Hayır elbette. Ama Daesh’e yardım iddialarını en azından ciddiye alarak siyasetini AK Parti karşıtlığına endeksleyen HDP, Çözüm Süreci’ni önceleyen herkesi hayal kırıklığına uğrattı. Bugünlerde bu politikanın nedenlerini süreç bağlamında açıklamaya çalışan HDP’liler var. Bu bağlamda Cumhurbaşkanı Erdoğan’ın Dolmabahçe Mutabakatı ve İzleme Heyeti hakkında Çözüm Süreci’ni önceleyenler açısından da hata olan aleyhte çıkışına işaret ediyorlar. Ancak bu çıkışa tepki göstermek ne kadar doğalsa, sürece inanmayan siyasi partilerle flört ederek seçime gitmek o kadar mantıksızdı. HDP, Çözüm Süreci’ni CHP-MHP bloğuyla ilerletebilir miydi, CHP ile ilerletmeye bugün sayıları yetiyor mu?
Berat Özipek, “Üslup sorunundan ötesi” başlıklı yazısında HDP’nin bu çelişkili tutumuna dikkat çekiyor. “Çözüm sürecine karşı MHP ile anadilde eğitime ancak özelde razı olabilen CHP’nin kuracağı bir hükümete bile dışarıdan destek öneren” HDP’nin AK Parti’ye karşı tutumunun “kendi öncelikleri bakımından rasyonalitesi yok gibi göründüğünün “altını çiziyor.

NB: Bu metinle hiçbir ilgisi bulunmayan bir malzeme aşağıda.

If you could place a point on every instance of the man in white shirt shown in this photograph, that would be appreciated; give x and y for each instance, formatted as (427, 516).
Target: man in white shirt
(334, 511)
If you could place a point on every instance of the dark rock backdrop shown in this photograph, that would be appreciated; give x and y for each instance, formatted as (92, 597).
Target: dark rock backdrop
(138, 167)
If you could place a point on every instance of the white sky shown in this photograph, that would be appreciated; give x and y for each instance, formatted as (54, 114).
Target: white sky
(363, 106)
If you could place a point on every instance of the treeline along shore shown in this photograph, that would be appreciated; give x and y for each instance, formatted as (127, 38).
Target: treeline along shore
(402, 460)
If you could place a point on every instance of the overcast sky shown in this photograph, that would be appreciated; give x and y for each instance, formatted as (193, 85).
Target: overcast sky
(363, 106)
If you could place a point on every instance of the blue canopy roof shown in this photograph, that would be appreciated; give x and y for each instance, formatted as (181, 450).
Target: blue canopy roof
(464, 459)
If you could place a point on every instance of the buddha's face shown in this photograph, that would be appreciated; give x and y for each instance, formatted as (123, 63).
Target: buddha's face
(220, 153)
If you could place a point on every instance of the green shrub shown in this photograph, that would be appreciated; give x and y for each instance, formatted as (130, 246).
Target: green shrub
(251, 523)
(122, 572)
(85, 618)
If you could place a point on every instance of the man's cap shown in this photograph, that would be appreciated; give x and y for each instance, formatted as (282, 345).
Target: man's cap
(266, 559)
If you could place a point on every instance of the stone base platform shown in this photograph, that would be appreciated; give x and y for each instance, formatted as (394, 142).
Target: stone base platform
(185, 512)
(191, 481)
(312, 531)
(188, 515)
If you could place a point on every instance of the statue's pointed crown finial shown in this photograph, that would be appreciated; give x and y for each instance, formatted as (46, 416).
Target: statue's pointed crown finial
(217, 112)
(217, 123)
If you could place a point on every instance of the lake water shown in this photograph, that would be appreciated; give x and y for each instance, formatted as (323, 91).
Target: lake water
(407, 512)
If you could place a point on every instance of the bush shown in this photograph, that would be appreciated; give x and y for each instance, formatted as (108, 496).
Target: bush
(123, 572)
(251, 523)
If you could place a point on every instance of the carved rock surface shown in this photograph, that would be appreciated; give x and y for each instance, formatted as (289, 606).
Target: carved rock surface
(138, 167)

Özipek bu tutuma rasyonel bir neden arayarak şöyle devam ediyor: “Ancak belki de, Çözüm Sürecinin kendileriyle yürütülmesinin mümkün olmadığı iki partiye gösterilen teveccüh, sürecin birlikte yürütülebileceği tek aktörün dışlanması politikasını, ‘uzlaşmaz parti’ imajı vermeden sürdürmeyi kolaylaştırıyor.”

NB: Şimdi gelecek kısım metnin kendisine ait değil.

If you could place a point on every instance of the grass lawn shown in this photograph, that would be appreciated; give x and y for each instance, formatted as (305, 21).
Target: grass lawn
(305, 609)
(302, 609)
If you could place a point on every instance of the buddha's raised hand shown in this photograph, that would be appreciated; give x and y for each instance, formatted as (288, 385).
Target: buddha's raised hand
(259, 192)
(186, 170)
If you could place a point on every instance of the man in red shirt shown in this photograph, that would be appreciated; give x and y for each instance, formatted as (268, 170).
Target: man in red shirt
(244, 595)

Kabul etmek gerekir ki Suriye’de bir süredir devam eden Daesh-YPG çatışması AK Parti’nin İslamcı terör örgütüne yardım ettiği iddialarının ciddiye alınması sayesinde Çözüm Süreci’nin aktörlerini karşı karşıya getiriyor. Oysa Öcalan 2013 Nevruz’unda Diyarbakır’da okunan tarihi mesajında Türklerle Kürtleri bir araya getiren “yeni bir Türkiye, yeni bir Orta Doğu” öneriyor ve “bizi bölmek ve çatıştırmak isteyenlere karşı bütünleşeceğiz. Ayrıştırmak isteyenlere karşı inat birleşeceğiz” diyordu. Peki, neden HDP, Öcalan’ın bu uyarısını değil de, Çözüm Süreci’ni sona erdirme olasılığı yüksek Deash’e yardım iddialarını dikkate alıyor?
PKK’nin (HPG) Adıyaman’da bir askeri, Urfa’da iki polis memurunu katletmesinden sonra, insanın aklına ister istemez örgüte Deash ile savaşmak karşılığı “Çözüm Süreci’nden daha avantajlı bir statü mü öneriliyor “ sorusu takılıyor. HDP Eş Başkanı’nın, terör örgütüyle bağları olduğu eleştirilerine karşılık, sırtlarını “IŞİD adını verdiğiniz o çeteye karşı mücadele edenlere” ve “YPJ’ye, YPG’ye, PYD’ye dayadıklarını söylemekte (…) hiçbir sakınca görmediğine” bakılırsa, bölgede etiketlerin değiştirildiğine inananlar var anlaşılan.
Çözüm Süreci öncelikle bir Türkiye’ye entegrasyon projesi. PKK ile çatışmayı sonlandırıp silah bırakanlara siyasetin yolunu açacak, Türkiye’yi evrensel demokrasi ilkeleri temelinde yeni bir anayasaya kavuşturacak ve halkın ekonomik refahını arttıracak bir proje. Teknik açıdan değerlendirildiğine sınır ötesi ayakları olmayan bu projeye en yakın duran partinin çelişkili duruşu nedeniyle HDP değil, her şeye rağmen hâlâ AK Parti olduğu görülüyor. Ama bu nedenle de çözüm bir başka bahara kalmışa benziyor.